From the discovery of its role in episodic memory following bilateral resection in patient “HM” to the discovery of its role in symptoms of Alzheimer’s disease (AD), the hippocampus is considered a structure fundamental for human cognition (Scoville and Milner, 1957; Squire, 1992; Jack et al., 1999). In addition to its well-documented role in memory function, recent research demonstrates that the hippocampus also plays a role in executive function, processing speed, intelligence, path integration and spatial processing (Reuben et al., 2011; Papp et al., 2014; Yamamoto et al., 2014). Each of these cognitive processes is shown to decline in the context of cognitive aging, in the absence of neurodegenerative diseases or neurological injury (Salthouse, 2010). Thus, understanding how change in hippocampal structure impacts cognition in the context of aging may prove important for identifying: (a) critical neural underpinnings of the cognitive aging process; and (b) intervention targets for combating cognitive aging.

Most of our knowledge of hippocampal structure-function relationships in humans is based on the findings in various disease states or following resection of the medial temporal lobes resulting in gross memory disturbance. Models of structure-function relationships in non-human animals have highlighted the hippocampus as a spatial map, crucial for navigation and spatial memory (O’Keefe and Dostrovsky, 1971; O’Keefe, 1979). In addition, recent functional magnetic resonance imaging (MRI) findings have provided insight into the functional role of the hippocampus in various cognitive abilities beyond episodic and spatial memory (Eldridge et al., 2000; Iaria et al., 2007; Woods et al., 2013). However, the impact of subtle changes in hippocampal structure in the context of normal aging, in the absence of neurodegenerative or other disease states, remains poorly understood.

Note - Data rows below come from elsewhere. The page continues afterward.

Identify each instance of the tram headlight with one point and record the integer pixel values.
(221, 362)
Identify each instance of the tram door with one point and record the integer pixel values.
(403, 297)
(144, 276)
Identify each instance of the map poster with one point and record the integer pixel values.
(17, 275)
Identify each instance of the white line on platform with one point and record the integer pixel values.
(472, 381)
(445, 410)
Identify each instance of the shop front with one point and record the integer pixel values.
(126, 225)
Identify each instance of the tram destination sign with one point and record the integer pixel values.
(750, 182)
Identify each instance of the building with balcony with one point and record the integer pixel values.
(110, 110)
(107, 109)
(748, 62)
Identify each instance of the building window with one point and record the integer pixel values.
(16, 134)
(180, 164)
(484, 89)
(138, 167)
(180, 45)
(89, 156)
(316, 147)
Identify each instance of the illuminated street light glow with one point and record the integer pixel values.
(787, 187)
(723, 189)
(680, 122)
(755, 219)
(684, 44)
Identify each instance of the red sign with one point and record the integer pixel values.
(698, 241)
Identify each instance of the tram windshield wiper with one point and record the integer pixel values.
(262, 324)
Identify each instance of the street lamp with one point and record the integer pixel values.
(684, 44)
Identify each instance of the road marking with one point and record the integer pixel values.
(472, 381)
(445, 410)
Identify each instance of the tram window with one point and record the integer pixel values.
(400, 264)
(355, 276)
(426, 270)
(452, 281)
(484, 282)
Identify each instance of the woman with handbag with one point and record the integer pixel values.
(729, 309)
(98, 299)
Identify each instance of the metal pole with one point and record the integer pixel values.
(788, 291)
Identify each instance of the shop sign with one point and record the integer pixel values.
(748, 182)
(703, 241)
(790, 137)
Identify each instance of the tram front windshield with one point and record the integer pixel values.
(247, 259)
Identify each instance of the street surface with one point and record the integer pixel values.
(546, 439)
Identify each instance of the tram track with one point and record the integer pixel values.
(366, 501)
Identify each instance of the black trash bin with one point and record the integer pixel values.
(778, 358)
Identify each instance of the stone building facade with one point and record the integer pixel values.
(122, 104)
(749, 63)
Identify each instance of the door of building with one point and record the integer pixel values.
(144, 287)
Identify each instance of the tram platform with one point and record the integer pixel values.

Individuals with diagnoses of mild cognitive impairment (MCI) and dementia have smaller hippocampi than age-matched controls in numerous MRI studies (Shi et al., 2009). Hippocampal atrophy is considered a hallmark of Alzheimer’s disease (AD) (Jack et al., 1999). Premorbid hippocampal volume in patients with MCI predicts future conversion to AD (Jack et al., 1999). Thus, change in the structure of the hippocampus appears to play an important role in dementia. However, hippocampal volume is also well-documented to decline in normal aging (Raz et al., 2005). Yet, the functional consequences of this age-related volumetric loss is not well characterized in the context of aging in the absence of neurodegenerative disease. While changes in cognitive scores on dementia screening and cognitive assessment measures in patients with MCI and AD are associated with smaller hippocampal volume, it is unclear whether these findings are unique to dementia/disease states or extend to more subtle variations in hippocampal structure from normal aging.

The few studies that have investigated cognitive aging and the hippocampus have produced results that contrast significantly with prior research in neurological and neurodegenerative disease (Van Petten, 2004; Paul et al., 2011; Colom et al., 2013). For example, Van Petten (2004), in a meta-analysis, reported that the relationship between hippocampal size and episodic memory were weak. These inconsistencies between aging and disease-related findings highlight the need for further investigation of the role of the hippocampus in cognitive aging. Understanding the relationship between hippocampal structure and function in cognitive aging may have predictive value for identifying persons at higher risk for future cognitive decline, cognitive frailty and conversion to MCI (Woods et al., 2013). The prevalence of older adults is expected to accelerate over the coming decades. With this shift in the age of the world population comes an increase in the number of people that will suffer from MCI and other neurodegenerative disorders. Thus, there is a pressing need to identify predictive markers of decline. However, pursuit of such markers is difficult, if not impossible, without first understanding the normal variation present in the aging brain, as well as the overall structure-function relationship between the hippocampus and different components of cognitive function.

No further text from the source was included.